October 4, 2016

## Lecture 8 Main Points Once Again

• Belief propagation (Pearl 1988; Lauritzen and Spiegelhalter, 1988, JRSS-B)
• Computes the exact marginal probability for each node in a factor graph that has a tree structure
• Reduced computational complexity. For example, in a chain graph with $$d$$ discrete variables ($$k$$ states), from exponential ($$\mathcal{O}(k^d)$$) to linear in the number of nodes and quardratic in the number of states ($$\mathcal{O}(dk^2)$$, why?)
• No reduction in computational complexity of exact inference if the graph is fully connected: we are forced to work with the full joint distribution
• Share computations efficiently when many marginal probabilities are required (example on whiteboard)
• In belief propagation for finding the marginal probability at every node, a message is a re-usable partial sum for the marginalization calculations.

## Numerical Example of Belief Propagation (Freeman and Torralba)

• Example: tree-structured undirected graph with pairwise potentials
• Binary variables $$x_j$$, $$j=1,2,3$$ (unobserved), and $$y_2=0$$ (observed).
• Calculate $$p(x_j=0), j=1,2,3$$, using messages between nodes (whiteboard)

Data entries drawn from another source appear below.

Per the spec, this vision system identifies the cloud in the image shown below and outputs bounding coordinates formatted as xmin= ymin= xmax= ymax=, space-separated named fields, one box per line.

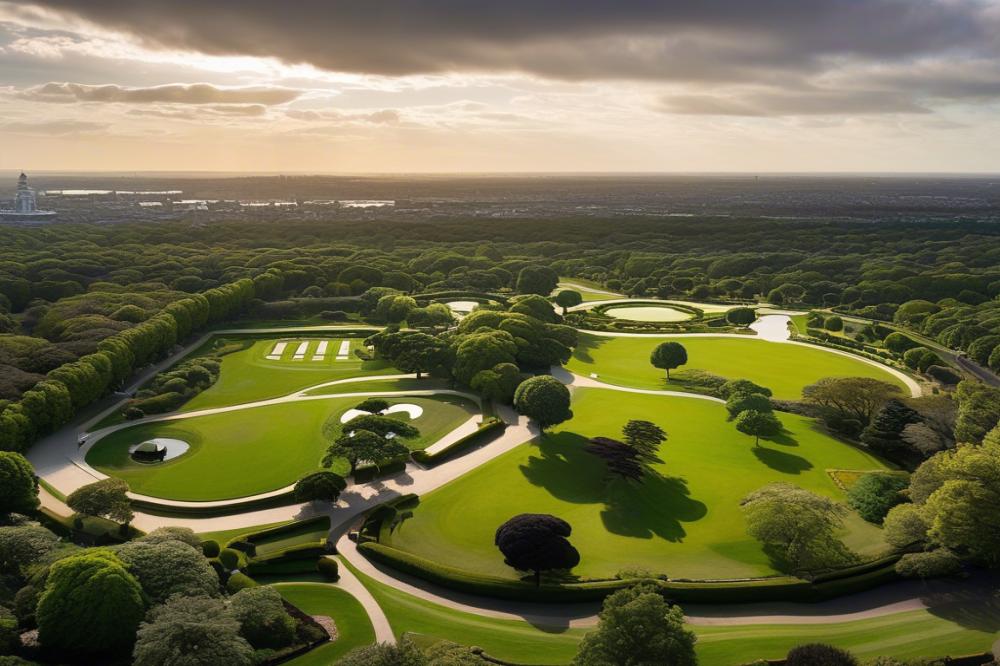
xmin=658 ymin=90 xmax=930 ymax=117
xmin=21 ymin=83 xmax=302 ymax=106
xmin=0 ymin=120 xmax=109 ymax=136
xmin=23 ymin=0 xmax=1000 ymax=81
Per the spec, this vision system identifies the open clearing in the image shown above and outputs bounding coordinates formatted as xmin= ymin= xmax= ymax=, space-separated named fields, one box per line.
xmin=389 ymin=388 xmax=885 ymax=579
xmin=86 ymin=384 xmax=478 ymax=501
xmin=274 ymin=583 xmax=375 ymax=666
xmin=566 ymin=333 xmax=909 ymax=400
xmin=179 ymin=334 xmax=395 ymax=412
xmin=604 ymin=305 xmax=693 ymax=322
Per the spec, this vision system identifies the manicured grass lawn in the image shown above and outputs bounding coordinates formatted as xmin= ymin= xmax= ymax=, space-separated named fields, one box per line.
xmin=274 ymin=583 xmax=375 ymax=666
xmin=179 ymin=338 xmax=399 ymax=412
xmin=692 ymin=604 xmax=1000 ymax=666
xmin=390 ymin=389 xmax=885 ymax=579
xmin=87 ymin=396 xmax=477 ymax=501
xmin=567 ymin=333 xmax=909 ymax=400
xmin=341 ymin=560 xmax=587 ymax=664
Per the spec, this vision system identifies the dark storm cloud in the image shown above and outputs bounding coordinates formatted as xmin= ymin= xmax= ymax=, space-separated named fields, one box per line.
xmin=21 ymin=83 xmax=302 ymax=105
xmin=27 ymin=0 xmax=1000 ymax=81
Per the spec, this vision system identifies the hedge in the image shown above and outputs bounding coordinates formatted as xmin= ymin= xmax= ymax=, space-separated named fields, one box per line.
xmin=358 ymin=542 xmax=899 ymax=603
xmin=354 ymin=456 xmax=409 ymax=483
xmin=410 ymin=417 xmax=507 ymax=467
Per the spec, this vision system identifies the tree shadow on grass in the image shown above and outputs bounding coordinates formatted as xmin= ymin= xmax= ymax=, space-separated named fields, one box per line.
xmin=601 ymin=471 xmax=708 ymax=542
xmin=753 ymin=446 xmax=813 ymax=474
xmin=521 ymin=432 xmax=708 ymax=541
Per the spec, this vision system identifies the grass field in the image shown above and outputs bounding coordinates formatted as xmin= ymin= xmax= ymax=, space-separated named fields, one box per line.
xmin=344 ymin=556 xmax=1000 ymax=666
xmin=87 ymin=396 xmax=478 ymax=501
xmin=274 ymin=583 xmax=375 ymax=666
xmin=180 ymin=332 xmax=398 ymax=412
xmin=382 ymin=389 xmax=884 ymax=579
xmin=566 ymin=333 xmax=909 ymax=400
xmin=341 ymin=560 xmax=586 ymax=665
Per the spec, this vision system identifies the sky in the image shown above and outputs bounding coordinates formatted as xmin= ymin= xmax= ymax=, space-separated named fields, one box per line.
xmin=0 ymin=0 xmax=1000 ymax=173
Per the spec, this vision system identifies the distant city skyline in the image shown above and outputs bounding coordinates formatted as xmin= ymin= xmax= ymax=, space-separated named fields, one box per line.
xmin=0 ymin=0 xmax=1000 ymax=174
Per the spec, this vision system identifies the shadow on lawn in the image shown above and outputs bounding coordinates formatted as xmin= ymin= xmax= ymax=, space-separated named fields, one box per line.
xmin=521 ymin=432 xmax=708 ymax=541
xmin=753 ymin=446 xmax=813 ymax=474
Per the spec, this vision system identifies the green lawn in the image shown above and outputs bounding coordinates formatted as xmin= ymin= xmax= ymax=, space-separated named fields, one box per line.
xmin=390 ymin=389 xmax=884 ymax=579
xmin=87 ymin=396 xmax=478 ymax=501
xmin=341 ymin=560 xmax=587 ymax=665
xmin=274 ymin=583 xmax=375 ymax=666
xmin=180 ymin=338 xmax=399 ymax=412
xmin=566 ymin=333 xmax=909 ymax=400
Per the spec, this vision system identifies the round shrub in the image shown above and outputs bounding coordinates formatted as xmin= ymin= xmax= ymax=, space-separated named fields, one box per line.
xmin=785 ymin=643 xmax=858 ymax=666
xmin=823 ymin=315 xmax=844 ymax=331
xmin=223 ymin=572 xmax=257 ymax=594
xmin=201 ymin=539 xmax=221 ymax=557
xmin=219 ymin=548 xmax=241 ymax=571
xmin=316 ymin=557 xmax=340 ymax=580
xmin=847 ymin=474 xmax=909 ymax=524
xmin=896 ymin=548 xmax=962 ymax=578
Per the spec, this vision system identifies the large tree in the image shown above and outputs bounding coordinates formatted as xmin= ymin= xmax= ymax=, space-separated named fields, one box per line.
xmin=66 ymin=477 xmax=135 ymax=525
xmin=649 ymin=342 xmax=687 ymax=381
xmin=573 ymin=585 xmax=698 ymax=666
xmin=741 ymin=483 xmax=855 ymax=575
xmin=132 ymin=597 xmax=255 ymax=666
xmin=35 ymin=550 xmax=145 ymax=657
xmin=802 ymin=377 xmax=901 ymax=426
xmin=493 ymin=513 xmax=580 ymax=586
xmin=514 ymin=375 xmax=573 ymax=430
xmin=0 ymin=451 xmax=38 ymax=517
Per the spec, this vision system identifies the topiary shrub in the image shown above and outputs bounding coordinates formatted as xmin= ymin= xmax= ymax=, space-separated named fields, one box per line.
xmin=226 ymin=572 xmax=257 ymax=594
xmin=316 ymin=557 xmax=340 ymax=580
xmin=785 ymin=643 xmax=858 ymax=666
xmin=847 ymin=474 xmax=909 ymax=525
xmin=896 ymin=548 xmax=962 ymax=578
xmin=219 ymin=548 xmax=243 ymax=571
xmin=201 ymin=539 xmax=221 ymax=558
xmin=925 ymin=365 xmax=962 ymax=386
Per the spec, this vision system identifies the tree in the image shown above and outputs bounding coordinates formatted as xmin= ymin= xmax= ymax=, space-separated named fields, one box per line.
xmin=66 ymin=477 xmax=135 ymax=525
xmin=556 ymin=289 xmax=583 ymax=315
xmin=337 ymin=636 xmax=428 ymax=666
xmin=132 ymin=597 xmax=254 ymax=666
xmin=229 ymin=585 xmax=296 ymax=649
xmin=726 ymin=308 xmax=757 ymax=328
xmin=515 ymin=266 xmax=559 ymax=296
xmin=295 ymin=470 xmax=347 ymax=503
xmin=861 ymin=399 xmax=921 ymax=459
xmin=0 ymin=451 xmax=38 ymax=516
xmin=323 ymin=430 xmax=410 ymax=476
xmin=847 ymin=473 xmax=909 ymax=525
xmin=622 ymin=419 xmax=667 ymax=463
xmin=573 ymin=584 xmax=698 ymax=666
xmin=802 ymin=377 xmax=900 ymax=426
xmin=115 ymin=541 xmax=219 ymax=603
xmin=785 ymin=643 xmax=858 ymax=666
xmin=740 ymin=483 xmax=855 ymax=574
xmin=736 ymin=409 xmax=782 ymax=446
xmin=726 ymin=393 xmax=774 ymax=418
xmin=649 ymin=342 xmax=687 ymax=381
xmin=584 ymin=437 xmax=645 ymax=481
xmin=514 ymin=375 xmax=573 ymax=431
xmin=35 ymin=550 xmax=145 ymax=656
xmin=493 ymin=513 xmax=580 ymax=586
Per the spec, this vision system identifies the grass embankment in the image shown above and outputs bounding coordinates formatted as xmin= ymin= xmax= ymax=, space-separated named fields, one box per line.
xmin=567 ymin=333 xmax=909 ymax=400
xmin=387 ymin=389 xmax=885 ymax=579
xmin=274 ymin=583 xmax=375 ymax=666
xmin=87 ymin=396 xmax=477 ymax=501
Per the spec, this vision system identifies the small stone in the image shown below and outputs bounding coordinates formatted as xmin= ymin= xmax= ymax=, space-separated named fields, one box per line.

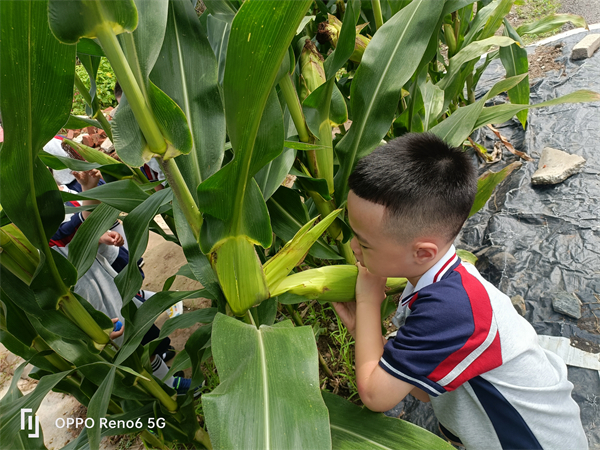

## Factor Graphs as a Tool to Organize Messages

Remark:

• Any factor graph could be transformed to an undirected graph with pairwise potentials (Yedidia et al. 2003). The previous example demonstrates a general message-passing strategy on undirected graphs with pairwise potentials.
• Any undirected graphs or directed acyclic graphs can be transformed to factor graphs

## Notations

• $$X$$: single variable node; $$x$$: an instance of $$X$$
• $$\mathbf{X}$$: a vector of variable nodes, e.g., $$\mathbf{X}=(X_1,X_2,X_3)'$$; $$\mathbf{x}$$ (e.g., $$\mathbf{x}=(x_1,x_2,x_3)'$$): an instance of the random vector $$\mathbf{X}$$
• $$f_C$$: a factor/potential in the factorization of the joint distribution: $p(\mathbf{X}=\mathbf{x})\propto \prod_{C: \text{cliques in an undirected graph \mathcal{H}}}f_C(\mathbf{X}_C),$ where a clique $$C$$ collects the relevant nodes, say, $$C=\{2,3\}$$ and $$\mathbf{X}_C=(X_2,X_3)$$ denotes the vector of variables nodes involved in Clique $$C$$.
• $$\psi_C$$: same as $$f_C$$ (used interchangeably in the class)
• $$N(X)$$ or $$N(f)$$: the neighbor of a variable node or a factor node.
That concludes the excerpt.